The city below us seemed calm. Too calm. Too obedient. Like it had been paused, waiting for something to happen.
But I knew better.
The key thrummed against my chest, not in warnings or notifications, but in anticipation. Every beat, every pulse told me the next anomaly was coming. And this one wouldn't be subtle.
We moved through the streets silently, but the lower layers whispered. Footsteps from alleys we didn't enter echoed in perfect synchronization with our own. Glitches—subtle, almost invisible—ran along building edges, crawling like veins made of broken light.
"The system… it's learning from us," my companion muttered, glancing around. Her hands were shaking slightly. She wasn't inexperienced. She was observing patterns I wouldn't have noticed. That's why she survived this long.
I nodded without looking. "Then we'll have to unlearn it faster."
---
The first breach hit suddenly.
A ripple tore across the street, bending reality sideways. A car driving normally slowed, then duplicated into three versions of itself, all occupying the same space. The drivers froze mid-motion, expressions glitching into overlapping emotions. The pedestrians stopped mid-step, some repeating the same motion twice, some inverted, some transparent.
And then they came.
The Parallel Veins—streams of anomaly energy given body and intent. Long, serpentine, semi-transparent, glowing in violet and teal hues that flickered unpredictably. They weren't solid, but they moved like they weighed a ton. They slithered along the streets and walls, squeezing, looping, striking. Every curve, every strike, obeyed a rule the system had calculated—but their collective pattern left holes for improvisation.
I moved first, slashing a violet fractal wave into one of the veins. It split into two smaller veins midair. I blinked, adjusting the pattern mid-swing, but two more split from the other half.
"MC!" my companion yelled. "There's too many!"
"No," I said, running across a warped street layer. "There's just more variables than you've counted."
Each vein attacked differently. Some moved like whips, cracking against walls. Some struck like spears, seeking my pulse rather than my body. Some spiraled, disorienting gravity around me for half a second each strike. The city warped in response—sidewalks bending, street lamps spinning, glass walls flickering with code-like scratches.
I noticed patterns emerging—not of the veins themselves, but of how they interacted with each other. They were starting to form loops, repeating attacks unless I introduced an exception.
I drew a breath and unleashed my ANX-Cascade Breaker again, this time splitting the pulse into multiple layers, overlapping attacks in unpredictable sequences. The veins collided midair, splitting further, fragmenting into particles that glittered before fading.
But one vein remained. The largest. The Central Vein.
It paused mid-strike, scanning me like a predator evaluating its prey. I realized then: it wasn't just attacking. It was analyzing me.
I grinned.
If it was analyzing, then it could misinterpret.
I moved deliberately into its expected path. The Central Vein lunged, calculating the strike. I rolled sideways at the last millisecond.
It struck the ground where I had been, leaving a crater of compressed reality, jagged and impossible.
I jumped atop the crater rim, flipping into the air. My blade glowed violet. I struck downward, fractals embedding into the vein. But instead of slicing, I mirrored the attack, reflecting its own motion against itself.
The vein flickered, its form splitting into three semi-identical streams, each one unsure which was the original. Its attack became chaotic. Its calculated sequence failed mid-swing.
I pressed the advantage.
Summoning violet fractals into a whip of anomalies, I looped them around the streams, forcing them into a collision course with each other. They clashed with the sound of shattering reality, rebounding and shrinking into smaller particles.

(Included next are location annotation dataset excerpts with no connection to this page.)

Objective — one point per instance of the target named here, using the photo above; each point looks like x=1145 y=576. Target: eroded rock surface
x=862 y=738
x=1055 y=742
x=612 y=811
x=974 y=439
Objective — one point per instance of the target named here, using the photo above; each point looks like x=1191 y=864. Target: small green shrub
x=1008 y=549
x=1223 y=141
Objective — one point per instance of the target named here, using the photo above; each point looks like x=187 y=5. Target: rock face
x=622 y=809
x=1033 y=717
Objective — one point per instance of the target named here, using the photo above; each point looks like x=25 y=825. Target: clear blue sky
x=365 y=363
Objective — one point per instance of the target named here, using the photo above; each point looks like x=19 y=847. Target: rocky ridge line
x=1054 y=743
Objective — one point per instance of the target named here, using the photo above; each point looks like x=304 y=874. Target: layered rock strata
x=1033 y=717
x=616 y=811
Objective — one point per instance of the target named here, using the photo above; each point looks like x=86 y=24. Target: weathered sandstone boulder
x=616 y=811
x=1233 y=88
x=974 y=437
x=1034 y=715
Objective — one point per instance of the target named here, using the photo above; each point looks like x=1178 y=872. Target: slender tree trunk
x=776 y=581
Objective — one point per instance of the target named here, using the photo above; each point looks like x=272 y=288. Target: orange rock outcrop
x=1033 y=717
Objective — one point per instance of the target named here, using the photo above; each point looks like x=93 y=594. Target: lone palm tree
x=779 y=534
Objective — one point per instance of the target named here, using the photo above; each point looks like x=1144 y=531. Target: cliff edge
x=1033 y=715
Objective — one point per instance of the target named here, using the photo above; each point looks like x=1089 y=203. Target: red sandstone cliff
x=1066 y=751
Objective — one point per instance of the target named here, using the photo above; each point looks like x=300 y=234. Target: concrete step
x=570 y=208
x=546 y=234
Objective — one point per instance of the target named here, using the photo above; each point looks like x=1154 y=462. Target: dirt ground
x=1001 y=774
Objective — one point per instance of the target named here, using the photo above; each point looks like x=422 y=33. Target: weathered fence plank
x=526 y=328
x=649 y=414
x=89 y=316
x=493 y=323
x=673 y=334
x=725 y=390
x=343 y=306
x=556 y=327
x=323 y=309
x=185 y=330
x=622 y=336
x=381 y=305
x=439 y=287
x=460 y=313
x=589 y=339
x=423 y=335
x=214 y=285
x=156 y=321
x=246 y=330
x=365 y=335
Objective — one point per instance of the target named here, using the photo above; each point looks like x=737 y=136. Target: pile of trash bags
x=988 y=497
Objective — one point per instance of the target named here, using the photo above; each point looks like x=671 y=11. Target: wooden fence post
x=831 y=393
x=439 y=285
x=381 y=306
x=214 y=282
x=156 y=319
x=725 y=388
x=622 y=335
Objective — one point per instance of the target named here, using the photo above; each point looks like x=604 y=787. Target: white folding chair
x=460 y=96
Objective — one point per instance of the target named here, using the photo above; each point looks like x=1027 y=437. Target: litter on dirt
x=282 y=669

The other veins froze. The Central Vein tried to recombine but misaligned itself in the process.
Then it did something new.
It adapted mid-combat. Not from me, but from the other veins. From the battle data. From the system.
It split into dozens of mini-veins, weaving through the city like living, glowing cracks.
"MC, we can't fight them all!" my companion shouted.
"Then we don't," I said. "We redirect them."
I ran toward an open subway grate. Violet fractals fanned out behind me, drawing the mini-veins into a controlled loop. Each stream followed the path of the pulse like obedient vectors, colliding and unraveling into harmless particles as they tried to synchronize.
One final mini-vein remained—the last strand of the Central Vein. It pulsed, unstable, twitching in and out of phase.
I focused. The key responded to my heartbeat. Violet energy wrapped around the last vein. I didn't strike. I didn't cut. I pulled it into the fold—rewriting its sequence, nullifying its attack, decompiling it into pure anomaly mist.
The street fell silent. The city snapped back into normal flow. Cars moved, pedestrians stepped, reality resumed its expected behavior.
But I knew better.
This was only a layer of the Cascade. More breaches were coming. Bigger. Faster. Smarter.
And the system wasn't done.
I turned to my companion, energy still thrumming through my body. "We just proved one thing: even the Cascade has holes."
She nodded, panting but grinning. "Then we make it bleed."